One of the typical implementations of ELM is to use random nodes in the hidden layer and the hidden layer of SLFNs need not be tuned. It is interesting to see that the generalization performance of ELM turns out to be very stable. How to estimate the oscillation bound of the generalization performance of ELM remains open too.
It seems that ELM performs better than other conventional learning algorithms in applications with higher noise. How to prove it in theory is not clear.
ELM always has faster learning speed than LS-SVM if the same kernel is used?

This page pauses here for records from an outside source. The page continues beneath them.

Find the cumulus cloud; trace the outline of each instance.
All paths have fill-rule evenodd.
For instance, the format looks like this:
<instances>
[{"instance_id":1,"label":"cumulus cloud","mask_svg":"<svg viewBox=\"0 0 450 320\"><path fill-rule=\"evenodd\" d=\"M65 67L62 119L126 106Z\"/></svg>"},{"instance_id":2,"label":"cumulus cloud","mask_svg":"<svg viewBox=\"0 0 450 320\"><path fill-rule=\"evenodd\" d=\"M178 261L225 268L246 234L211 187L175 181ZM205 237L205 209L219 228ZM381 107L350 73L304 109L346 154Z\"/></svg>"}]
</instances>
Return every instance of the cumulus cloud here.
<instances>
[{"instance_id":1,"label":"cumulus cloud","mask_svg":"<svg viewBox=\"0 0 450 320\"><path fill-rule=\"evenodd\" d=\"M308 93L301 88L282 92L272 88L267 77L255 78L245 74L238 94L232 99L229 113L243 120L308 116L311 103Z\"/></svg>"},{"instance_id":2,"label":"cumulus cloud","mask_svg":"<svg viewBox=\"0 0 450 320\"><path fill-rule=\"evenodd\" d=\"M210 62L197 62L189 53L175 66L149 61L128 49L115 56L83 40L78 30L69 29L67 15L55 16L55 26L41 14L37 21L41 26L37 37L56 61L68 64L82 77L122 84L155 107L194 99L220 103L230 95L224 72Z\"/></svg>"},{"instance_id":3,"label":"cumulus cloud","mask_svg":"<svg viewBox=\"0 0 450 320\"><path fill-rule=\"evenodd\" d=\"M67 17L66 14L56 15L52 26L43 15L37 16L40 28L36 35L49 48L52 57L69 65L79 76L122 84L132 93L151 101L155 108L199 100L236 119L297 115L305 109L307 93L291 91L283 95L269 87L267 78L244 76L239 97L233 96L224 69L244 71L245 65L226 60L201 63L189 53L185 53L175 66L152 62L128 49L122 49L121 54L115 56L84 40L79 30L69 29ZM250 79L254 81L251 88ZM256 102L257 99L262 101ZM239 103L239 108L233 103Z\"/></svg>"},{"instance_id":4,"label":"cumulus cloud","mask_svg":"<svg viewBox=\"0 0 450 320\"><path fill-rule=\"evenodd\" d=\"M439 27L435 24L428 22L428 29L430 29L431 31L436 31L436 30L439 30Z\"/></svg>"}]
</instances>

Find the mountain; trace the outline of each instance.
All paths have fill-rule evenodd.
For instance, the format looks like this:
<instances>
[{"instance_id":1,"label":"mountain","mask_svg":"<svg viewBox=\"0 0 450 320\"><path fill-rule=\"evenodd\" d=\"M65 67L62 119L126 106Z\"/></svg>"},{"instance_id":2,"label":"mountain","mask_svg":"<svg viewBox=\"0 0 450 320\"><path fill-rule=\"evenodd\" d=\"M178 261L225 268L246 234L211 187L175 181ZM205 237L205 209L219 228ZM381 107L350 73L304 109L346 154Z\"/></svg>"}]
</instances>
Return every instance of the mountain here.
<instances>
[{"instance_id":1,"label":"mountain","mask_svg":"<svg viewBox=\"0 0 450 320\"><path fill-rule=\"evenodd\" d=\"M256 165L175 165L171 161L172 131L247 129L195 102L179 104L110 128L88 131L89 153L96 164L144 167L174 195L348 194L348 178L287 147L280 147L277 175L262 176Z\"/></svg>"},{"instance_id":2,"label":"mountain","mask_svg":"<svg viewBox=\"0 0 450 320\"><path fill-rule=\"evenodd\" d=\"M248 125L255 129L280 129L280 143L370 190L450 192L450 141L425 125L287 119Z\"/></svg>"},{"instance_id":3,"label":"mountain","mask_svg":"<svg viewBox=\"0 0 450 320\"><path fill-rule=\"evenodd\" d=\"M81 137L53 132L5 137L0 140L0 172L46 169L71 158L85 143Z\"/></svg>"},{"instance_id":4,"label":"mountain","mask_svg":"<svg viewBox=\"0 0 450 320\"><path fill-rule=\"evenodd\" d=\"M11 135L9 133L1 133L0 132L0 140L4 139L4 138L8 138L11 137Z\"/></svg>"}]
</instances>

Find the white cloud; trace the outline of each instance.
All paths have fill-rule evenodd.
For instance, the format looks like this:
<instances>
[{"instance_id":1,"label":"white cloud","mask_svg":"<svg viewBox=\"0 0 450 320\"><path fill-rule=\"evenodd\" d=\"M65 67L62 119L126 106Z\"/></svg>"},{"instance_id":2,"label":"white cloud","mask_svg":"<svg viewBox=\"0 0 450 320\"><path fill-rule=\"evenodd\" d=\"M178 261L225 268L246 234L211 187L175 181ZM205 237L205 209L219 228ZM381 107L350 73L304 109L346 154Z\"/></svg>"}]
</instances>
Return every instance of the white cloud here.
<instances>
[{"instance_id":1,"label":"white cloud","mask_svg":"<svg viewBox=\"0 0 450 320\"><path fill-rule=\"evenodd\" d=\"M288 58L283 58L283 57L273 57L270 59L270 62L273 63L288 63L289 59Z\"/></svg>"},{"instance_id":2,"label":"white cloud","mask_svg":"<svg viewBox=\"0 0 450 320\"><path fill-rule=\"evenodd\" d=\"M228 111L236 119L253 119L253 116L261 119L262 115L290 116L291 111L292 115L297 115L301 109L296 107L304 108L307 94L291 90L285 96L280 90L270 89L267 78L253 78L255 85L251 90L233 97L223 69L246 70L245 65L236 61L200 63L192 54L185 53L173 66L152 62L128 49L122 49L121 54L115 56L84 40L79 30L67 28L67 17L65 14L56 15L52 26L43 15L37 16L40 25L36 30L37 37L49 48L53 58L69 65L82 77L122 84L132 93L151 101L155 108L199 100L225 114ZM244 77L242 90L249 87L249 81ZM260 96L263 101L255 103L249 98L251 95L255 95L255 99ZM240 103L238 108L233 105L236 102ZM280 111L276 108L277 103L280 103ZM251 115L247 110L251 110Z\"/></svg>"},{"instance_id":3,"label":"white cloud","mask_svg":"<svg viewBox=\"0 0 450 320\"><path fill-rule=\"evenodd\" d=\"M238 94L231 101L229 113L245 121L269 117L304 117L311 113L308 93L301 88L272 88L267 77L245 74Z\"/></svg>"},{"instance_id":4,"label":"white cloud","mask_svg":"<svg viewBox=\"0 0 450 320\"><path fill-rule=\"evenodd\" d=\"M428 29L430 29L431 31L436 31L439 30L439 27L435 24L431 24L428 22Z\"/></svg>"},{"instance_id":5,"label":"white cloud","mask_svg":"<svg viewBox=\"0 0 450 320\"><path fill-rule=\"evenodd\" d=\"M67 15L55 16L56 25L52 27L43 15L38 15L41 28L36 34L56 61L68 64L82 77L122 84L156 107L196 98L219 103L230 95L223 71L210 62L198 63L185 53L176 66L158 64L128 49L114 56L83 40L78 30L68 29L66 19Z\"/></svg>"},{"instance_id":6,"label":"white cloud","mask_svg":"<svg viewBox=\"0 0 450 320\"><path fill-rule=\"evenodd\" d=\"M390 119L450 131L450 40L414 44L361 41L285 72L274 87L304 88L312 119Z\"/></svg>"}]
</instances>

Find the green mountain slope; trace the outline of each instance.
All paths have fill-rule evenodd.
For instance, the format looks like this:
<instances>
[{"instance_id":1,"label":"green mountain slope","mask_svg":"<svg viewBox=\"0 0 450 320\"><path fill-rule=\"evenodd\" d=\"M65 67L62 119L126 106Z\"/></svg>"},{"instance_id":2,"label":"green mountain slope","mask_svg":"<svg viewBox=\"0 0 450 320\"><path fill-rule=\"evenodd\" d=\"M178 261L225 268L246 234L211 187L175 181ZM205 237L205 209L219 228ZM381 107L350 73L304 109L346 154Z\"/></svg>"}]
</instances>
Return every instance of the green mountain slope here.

ELM provides a batch learning kernel solution which is much simpler than other kernel learning algorithms such as LS-SVM. It is known that it may not be straightforward to have an efficient online sequential implementation of SVM and LS-SVM. However, due to the simplicity of ELM, is it possible to implement the online sequential variant of the kernel based ELM?
ELM always provides similar or better generalization performance than SVM and LS-SVM if the same kernel is used (if not affected by computing devices' precision)?
ELM tends to achieve better performance than SVM and LS-SVM in multiclasses applications, the higher the number of classes is, the larger the difference of their generalization performance will be?
Scalability of ELM with kernels in super large applications.
Parallel and distributed computing of ELM.
ELM will make real-time reasoning feasible?